Critique de la démocratie
Publié le 6 Janvier 2010
Texte d'Hippolyte, TL1
Selon Platon le peuple n’était pas apte à gouverner, ni à choisir et ceci se révèle plusieurs fois dans l’Histoire. L’élection d’Hitler en est la preuve, le peuple s’est fait tromper et n’a pas su voir les projets futurs et ses idées abjectes qu’il dissimulait derrières des promesses alléchantes. Il n’est jamais assez clairvoyant, trop dupe et se laisse entraîner par la démagogie.
Cette erreur pourrait être refaite. Qui, à l’heure actuelle, peut nous dire, si l’élection d’une personne, qui ne semble pas renier les principes démocratiques , comme Le Pen ou Besancenot, nous plongerait –elle pas dans une dictature, tout comme N. Sarkozy nous plonge dans un début de monarchie que ses électeurs ne souhaitaient pas.
Le peuple n’arrive pas à détecter le vrai et ce qu’il adviendra, car il est trop ignorant.
De plus, il se laisse trop facilement emporter par ses émotions et ne parvient pas à raisonner de manière objective. Comment expliquer que dans un pays tel que les Etats Unis la peine de mort soit toujours en activité ? On peut y répondre par le biais d’un exemple : un assassinat atroce est commis, cela provoque une vive émotion qui empêche, en quelque sorte, le peuple de réfléchir à la sanction la plus juste qui devra être donnée à l’assassin. Le sentiment instinctif de la vengeance par la mort prend alors le dessus sur la raison.
Le peuple peut facilement être manipulé à condition de savoir manier les sentiments de ce dernier.
Sa peur le retient d’aller de l’avant, il préfère vivre sur ses acquis et ne veut surtout pas les bousculer. On peut illustrer se phénomène par le peu de pouvoir qu’on les extrêmes au niveau de l’échiquier politique. Ce sont les parties centraux réactionnaires et conservateurs qui dirigent le plus souvent.

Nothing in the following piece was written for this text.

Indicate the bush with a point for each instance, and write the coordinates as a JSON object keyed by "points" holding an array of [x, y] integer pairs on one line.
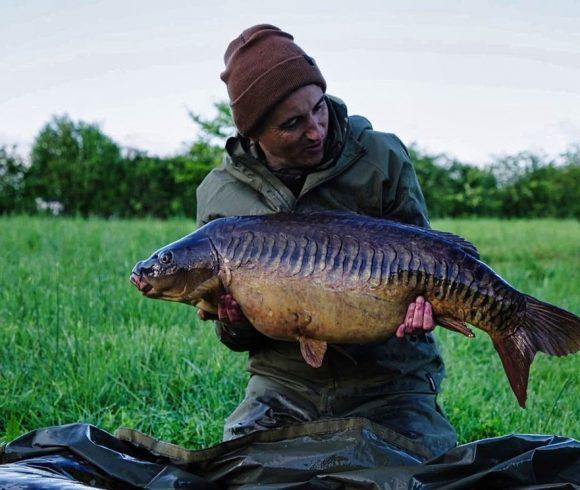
{"points": [[75, 169]]}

L’autre facette de l’incapacité du peuple à choisir et prendre part dans la vie politique de manière intelligente, est qu’il est égoïste. Malgré la vie en société, il ne peut s’empêcher de penser par rapport à lui-même et non par rapport à un intérêt commun, il ne raisonne qu’à titre individuel.
Mais cet immobilisme dans la démocratie ne vient pas seulement du peuple, le fonctionnement freine aussi les progressions en tout genre, d’autant plus dans la démocratie directe. L’intermédiaire des représentants étant supprimé le peuple décide directement par le vote. Ce système est très dangereux car la mauvaise réflexion du peuple en politique n’est plus filtrée par les députés. C’est le cas de la Suisse, où l’on demande à la population de voter les lois , des référendums se suivent à n’en plus finir, et l’intérêt de ceux-ci reste discutable.( Interdiction de Minarets )
Mais par se système le peuple a beaucoup plus d’impact. C’est lui qui prend les décisions, mais il peut tout aussi bien revenir dessus. Cela crée un va-et-vient incessant. Par exemple la France qui alterne entre les gouvernements de gauche et de droite. Et de ce changement régulier, aucune avancée n’apparaît.
Et cela peut être pire, lorsque le peuple ne se contente pas de cette stagnation, mais qu’il préfère retourner en arrière, soi en votant pour des lois intolérantes, ou pour un partie raciste …
On peut alors résumer le problème de la démocratie en une phrase : la démocratie est faite pour satisfaire le plus de personne, mais pas pour progresser.
A ce problème, l’autocratie, qui n’est pas une dictature, mais un système où seul un homme dirige, paraît la solution. Le dirigeant devrait être un « philosophe-roi » ( Idée de Platon), quelqu’un qui sait réfléchir, et qui serait élu du peuple. Ce dernier après les élections n’aurait plus son mot à dire.